Entretien avec Silvia Deaconu, cardiologue à l’hôpital clinique des urgences de Bucarest et membre de la Société européenne de cardiologie…
En tant que médecin, comment jugez-vous l’actuelle campagne de vaccination contre le Covid-19 menée en Roumanie ?
Plutôt positivement, surtout qu’en toile de fond, il y a cette réticence par rapport à un vaccin utilisant une technique complètement nouvelle. Pourtant, le personnel soignant en Roumanie a choisi de se faire vacciner en grand nombre. À l’heure actuelle, le vaccin est l’unique arme que l’humanité détient pour combattre le Covid-19. En tant que médecin, j’ai été impressionnée par cette solidarité dont les scientifiques du monde entier ont fait preuve pour trouver une solution rapide à la pandémie. Quant aux effets indésirables, personnellement, je préfère donner crédit aux fabricants. Le fait de se faire vacciner est un acte de solidarité et de civisme. Car, à force de s’immuniser, on se protège aussi bien soi-même que les autres.
Quelle place occupent les maladies cardiovasculaires parmi les causes de mortalité en Roumanie ?
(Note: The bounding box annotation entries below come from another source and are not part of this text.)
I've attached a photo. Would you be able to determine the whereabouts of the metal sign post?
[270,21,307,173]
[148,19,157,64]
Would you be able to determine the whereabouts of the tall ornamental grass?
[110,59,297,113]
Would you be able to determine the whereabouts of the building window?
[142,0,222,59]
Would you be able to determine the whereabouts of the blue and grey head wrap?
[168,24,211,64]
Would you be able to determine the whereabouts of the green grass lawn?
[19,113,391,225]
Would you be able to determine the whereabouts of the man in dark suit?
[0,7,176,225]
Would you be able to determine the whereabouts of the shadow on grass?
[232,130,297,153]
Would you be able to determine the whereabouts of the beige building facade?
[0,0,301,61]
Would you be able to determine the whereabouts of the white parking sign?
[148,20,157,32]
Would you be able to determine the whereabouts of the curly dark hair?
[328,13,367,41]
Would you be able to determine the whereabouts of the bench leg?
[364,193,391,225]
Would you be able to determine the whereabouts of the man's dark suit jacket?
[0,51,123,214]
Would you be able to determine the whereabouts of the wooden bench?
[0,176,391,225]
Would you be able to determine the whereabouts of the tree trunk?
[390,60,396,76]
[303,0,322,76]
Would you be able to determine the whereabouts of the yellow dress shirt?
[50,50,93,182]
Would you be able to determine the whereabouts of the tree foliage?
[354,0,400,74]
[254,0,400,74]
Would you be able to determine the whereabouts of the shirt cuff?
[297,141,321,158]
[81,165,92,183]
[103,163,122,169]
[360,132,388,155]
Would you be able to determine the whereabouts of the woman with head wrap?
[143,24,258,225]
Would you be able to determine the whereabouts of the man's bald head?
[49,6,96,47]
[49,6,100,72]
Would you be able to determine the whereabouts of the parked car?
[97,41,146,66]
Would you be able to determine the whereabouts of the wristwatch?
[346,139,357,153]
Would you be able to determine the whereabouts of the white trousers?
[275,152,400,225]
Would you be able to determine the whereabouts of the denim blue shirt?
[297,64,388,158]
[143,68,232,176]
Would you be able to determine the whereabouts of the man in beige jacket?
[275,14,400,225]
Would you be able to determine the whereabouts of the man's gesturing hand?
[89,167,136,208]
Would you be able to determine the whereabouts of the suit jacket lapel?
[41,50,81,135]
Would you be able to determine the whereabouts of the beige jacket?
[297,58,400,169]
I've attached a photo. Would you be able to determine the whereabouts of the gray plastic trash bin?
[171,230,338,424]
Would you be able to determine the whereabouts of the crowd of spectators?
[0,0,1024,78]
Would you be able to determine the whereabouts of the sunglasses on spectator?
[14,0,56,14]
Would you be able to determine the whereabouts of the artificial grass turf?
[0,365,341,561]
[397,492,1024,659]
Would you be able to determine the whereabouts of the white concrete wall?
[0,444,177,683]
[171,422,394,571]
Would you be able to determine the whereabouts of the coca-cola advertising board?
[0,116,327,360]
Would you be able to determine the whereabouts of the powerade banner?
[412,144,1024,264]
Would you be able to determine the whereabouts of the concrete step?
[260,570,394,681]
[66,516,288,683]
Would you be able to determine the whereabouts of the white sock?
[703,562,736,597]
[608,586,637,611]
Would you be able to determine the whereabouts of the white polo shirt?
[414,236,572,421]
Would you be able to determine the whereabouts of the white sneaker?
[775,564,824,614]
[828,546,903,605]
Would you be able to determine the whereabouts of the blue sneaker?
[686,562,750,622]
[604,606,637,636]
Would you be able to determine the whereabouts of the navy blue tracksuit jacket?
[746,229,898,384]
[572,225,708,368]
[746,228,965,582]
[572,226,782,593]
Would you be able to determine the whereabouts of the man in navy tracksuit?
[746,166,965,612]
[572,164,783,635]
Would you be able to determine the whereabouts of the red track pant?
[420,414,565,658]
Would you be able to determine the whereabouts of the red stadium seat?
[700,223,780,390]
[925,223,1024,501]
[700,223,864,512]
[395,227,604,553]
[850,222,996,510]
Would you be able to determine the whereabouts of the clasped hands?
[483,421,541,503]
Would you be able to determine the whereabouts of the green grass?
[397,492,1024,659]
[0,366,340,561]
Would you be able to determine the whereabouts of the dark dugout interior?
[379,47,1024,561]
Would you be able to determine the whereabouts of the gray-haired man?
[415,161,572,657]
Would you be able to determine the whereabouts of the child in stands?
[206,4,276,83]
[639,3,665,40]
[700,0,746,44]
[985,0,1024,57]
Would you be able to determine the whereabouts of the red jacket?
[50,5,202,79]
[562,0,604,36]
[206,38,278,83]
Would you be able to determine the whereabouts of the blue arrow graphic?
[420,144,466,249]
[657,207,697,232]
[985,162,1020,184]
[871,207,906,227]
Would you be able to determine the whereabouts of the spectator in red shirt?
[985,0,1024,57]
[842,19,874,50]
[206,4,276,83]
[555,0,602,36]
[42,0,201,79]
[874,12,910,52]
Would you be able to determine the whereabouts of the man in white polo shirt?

Malheureusement, elles sont en première position, avec les cancers, notamment les cancers pulmonaires. Une première explication serait le mode de vie sédentaire, la mauvaise alimentation et le tabagisme chez les Roumains, auxquels s’ajoute une politique déficitaire de prévention. À la différence des systèmes sanitaires occidentaux, le nôtre ne privilégie pas les visites médicales de routine. Du coup, les Roumains prennent rendez-vous quand ils sont déjà très malades. Or, soigner coûte plus cher que prévenir. Par ailleurs, submergés par la bureaucratie, les médecins traitants n’arrivent plus à assurer une prise en charge correcte des patients. Aujourd’hui, l’incidence des maladies cardiovasculaires chez les personnes âgées de 30 à 50 ans est beaucoup plus grande qu’avant, notamment dans le cas des hommes sédentaires, fumeurs et en surpoids. À la campagne, les gens sont moins sédentaires qu’en ville, mais ils mangent trop salé et souffrent souvent d’hypertension.
Quels sont vos principaux reproches vis-à-vis du système de santé roumain ?
D’abord, le sous financement (*). Je voudrais disposer de tous les équipements et des médicaments nécessaires à une prise en charge correcte de mes patients afin de ne plus être obligée d’adapter mes traitements à la situation sur le terrain. Après, les hôpitaux publics de Roumanie ne sont pas confortables, ils ne respectent pas l’intimité du malade. À la différence de la France, par exemple, où j’ai fait un stage en 2009, il n’y pas de séparation entre les lits placés en soins intensifs. Or, le confort contribue au processus de guérison. En attendant que des hôpitaux plus modernes soient construits, une solution serait que les systèmes de santé public et privé n’entrent plus en concurrence, et que la Sécurité sociale couvre les services du privé pour les soins coûteux. Enfin, je souhaiterais qu’à l’instar d’autres pays, la Roumanie se dote elle aussi de centres hospitaliers au personnel médical ultraspécialisé dans différents domaines. Il n’y a chez nous que deux centres spécialisés en maladies cardiaques congénitales, qui ne sont pas forcément alignés aux standards internationaux.
Propos recueillis par Ioana Stăncescu.
(*) Ces dernières années, la Roumanie n’a dépensé que 4% de son produit intérieur brut pour la santé. Le gouvernement actuel s’est engagé à augmenter cette part jusqu’à 7%, se rapprochant ainsi de la moyenne au sein de l’Union européenne, ndlr.